Ecstasy — also known by the chemical shorthand, MDMA, and a number of street nicknames, including “Molly” — was initially popular at raves before spreading to the wider community.

Federal agents as well as state and local police were so concerned about the potential dangers of the chemicals involved in the production of Ecstasy that they sealed off the block where the stash house was located. Some investigators wore hazmat suits during a December 2018 raid.

In his plea before U.S. District Judge Joan Azrack, Guida admitted using the stash house to produce the drug from 2013 to 2018. Guida said he manufactured the Ecstasy “for my own personal use,” and both used and sold the marijuana. Guida also said he was being treated for addiction to methamphetamines.

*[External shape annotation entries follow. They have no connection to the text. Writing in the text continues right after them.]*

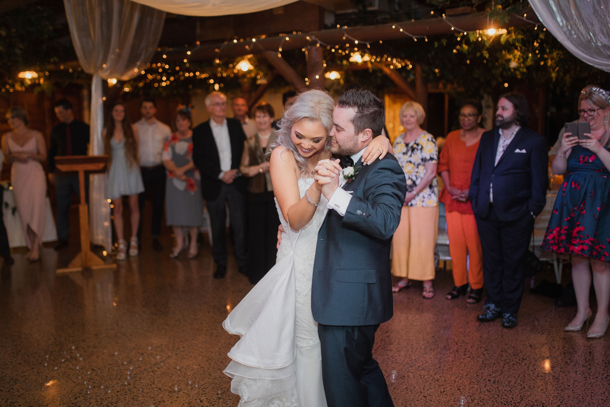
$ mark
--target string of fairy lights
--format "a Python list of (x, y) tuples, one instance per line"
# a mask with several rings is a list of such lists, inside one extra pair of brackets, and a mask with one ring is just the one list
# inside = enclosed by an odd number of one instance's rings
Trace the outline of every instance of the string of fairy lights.
[[(434, 12), (431, 11), (431, 15), (434, 14)], [(526, 18), (526, 13), (524, 13), (523, 16), (517, 14), (514, 14), (514, 15), (523, 21), (534, 25), (534, 29), (538, 29), (538, 26), (540, 23), (528, 20)], [(451, 31), (454, 31), (456, 33), (456, 40), (458, 43), (456, 44), (455, 48), (453, 50), (453, 53), (458, 52), (458, 50), (461, 48), (460, 44), (464, 42), (462, 41), (462, 37), (469, 34), (473, 34), (471, 36), (471, 40), (481, 41), (486, 35), (493, 38), (493, 37), (495, 35), (505, 34), (508, 32), (506, 29), (494, 29), (493, 28), (475, 31), (464, 30), (453, 24), (447, 18), (447, 16), (445, 14), (442, 15), (442, 21), (445, 21), (451, 27)], [(412, 21), (413, 21), (414, 20), (412, 20)], [(335, 45), (334, 46), (325, 43), (320, 38), (317, 38), (314, 34), (306, 34), (306, 38), (309, 43), (308, 46), (315, 46), (316, 47), (325, 48), (328, 51), (336, 54), (337, 56), (340, 56), (346, 57), (348, 58), (350, 62), (354, 64), (361, 64), (363, 63), (382, 63), (386, 64), (390, 69), (400, 69), (403, 67), (406, 67), (406, 69), (411, 69), (413, 67), (412, 64), (411, 64), (409, 61), (407, 60), (392, 57), (391, 56), (389, 56), (387, 54), (382, 55), (381, 54), (378, 54), (371, 53), (371, 44), (373, 42), (377, 43), (377, 41), (363, 41), (361, 39), (355, 38), (353, 35), (348, 34), (348, 30), (349, 29), (349, 28), (346, 26), (342, 27), (340, 25), (337, 25), (337, 28), (342, 29), (343, 40), (345, 41), (345, 44), (342, 43), (340, 45)], [(416, 35), (410, 33), (405, 30), (403, 27), (400, 26), (400, 25), (398, 23), (393, 23), (392, 28), (392, 29), (396, 30), (399, 32), (402, 33), (406, 37), (411, 38), (414, 40), (414, 42), (417, 42), (418, 39), (423, 40), (426, 42), (428, 41), (428, 38), (426, 35)], [(546, 28), (544, 28), (543, 29), (546, 31)], [(292, 35), (300, 35), (302, 34), (303, 33), (301, 31), (293, 31)], [(279, 34), (279, 37), (281, 38), (281, 40), (277, 51), (277, 55), (278, 57), (282, 57), (282, 47), (286, 42), (290, 41), (290, 36), (291, 34)], [(188, 82), (188, 84), (187, 86), (187, 87), (188, 89), (193, 89), (193, 82), (195, 82), (195, 84), (196, 84), (198, 82), (204, 81), (205, 83), (207, 84), (207, 86), (210, 88), (218, 90), (224, 86), (224, 84), (223, 83), (222, 78), (233, 79), (237, 78), (246, 82), (248, 80), (256, 79), (257, 83), (266, 83), (267, 79), (264, 77), (264, 73), (260, 69), (255, 68), (255, 67), (251, 64), (250, 61), (251, 60), (255, 59), (253, 54), (254, 53), (254, 50), (255, 45), (256, 45), (257, 40), (266, 38), (267, 37), (267, 35), (262, 35), (259, 37), (234, 38), (231, 40), (225, 41), (218, 46), (218, 48), (214, 50), (216, 53), (216, 56), (213, 61), (214, 65), (212, 67), (209, 67), (207, 68), (201, 67), (198, 70), (190, 68), (188, 59), (193, 52), (201, 46), (200, 42), (199, 41), (196, 42), (193, 45), (189, 46), (188, 45), (185, 45), (180, 48), (176, 48), (176, 47), (170, 47), (162, 50), (161, 48), (158, 48), (158, 51), (162, 51), (163, 53), (162, 54), (162, 61), (157, 62), (149, 63), (146, 65), (139, 67), (138, 70), (140, 70), (140, 75), (137, 78), (132, 79), (126, 83), (124, 85), (123, 91), (135, 91), (138, 88), (143, 87), (147, 84), (149, 84), (154, 88), (163, 89), (172, 84), (177, 85), (181, 82), (183, 82), (184, 81), (187, 81)], [(251, 53), (241, 57), (240, 58), (236, 59), (235, 61), (232, 62), (229, 62), (228, 65), (226, 64), (226, 62), (224, 64), (221, 63), (221, 58), (222, 57), (223, 50), (230, 43), (245, 43), (245, 45), (246, 50)], [(383, 43), (383, 41), (379, 40), (378, 43), (382, 44)], [(534, 46), (537, 47), (539, 45), (539, 44), (537, 42), (534, 42)], [(180, 62), (174, 62), (172, 64), (172, 66), (170, 66), (169, 62), (164, 62), (163, 61), (163, 59), (166, 59), (167, 58), (167, 54), (169, 53), (175, 53), (176, 51), (181, 50), (183, 51), (184, 53), (184, 57), (182, 59), (181, 63)], [(303, 47), (301, 50), (303, 52), (307, 52), (307, 47)], [(537, 50), (536, 52), (537, 54), (539, 53)], [(530, 56), (531, 56), (531, 54), (529, 55)], [(538, 56), (539, 57), (540, 55), (538, 55)], [(486, 61), (484, 60), (483, 62), (484, 63)], [(470, 61), (467, 61), (466, 63), (469, 64)], [(315, 74), (316, 79), (319, 79), (322, 75), (330, 79), (336, 79), (340, 78), (341, 74), (339, 72), (331, 71), (325, 72), (326, 67), (326, 59), (323, 59), (321, 70)], [(68, 72), (69, 73), (82, 71), (82, 68), (80, 67), (73, 68), (63, 64), (60, 65), (59, 68), (60, 70)], [(439, 70), (437, 69), (435, 72), (437, 73)], [(49, 76), (49, 72), (45, 71), (43, 73), (41, 73), (34, 71), (28, 71), (27, 72), (20, 73), (19, 76), (20, 78), (23, 79), (23, 86), (20, 86), (15, 85), (12, 87), (10, 86), (7, 84), (4, 87), (0, 89), (0, 90), (1, 90), (3, 92), (7, 91), (13, 92), (13, 90), (23, 90), (25, 89), (25, 86), (34, 83), (42, 84), (44, 82), (45, 76), (48, 77)], [(310, 82), (310, 78), (306, 78), (305, 81), (306, 84), (309, 85)], [(117, 82), (117, 81), (116, 79), (110, 78), (108, 79), (108, 84), (110, 86), (114, 86)], [(196, 89), (196, 90), (201, 92), (201, 89), (200, 87), (198, 87), (198, 89)], [(176, 90), (174, 90), (174, 93), (176, 93)]]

Investigators found enough chemicals used in the manufacture of Ecstasy to produce a kilo, along with more than a kilo of processed marijuana and 36 marijuana plants, said Eastern District Assistant United States Attorney Bradley King.

The investigation into Guida began in 2013 when U.S. Customs agents intercepted a package containing a chemical used in the manufacture of Ecstasy that was mailed from China to his Elmhurst apartment, officials said.

Under the terms of the plea agreement, Guida faces between 70 to 86 months in prison.

Guida’s attorney, federal public defender Randi Chavis, declined to comment.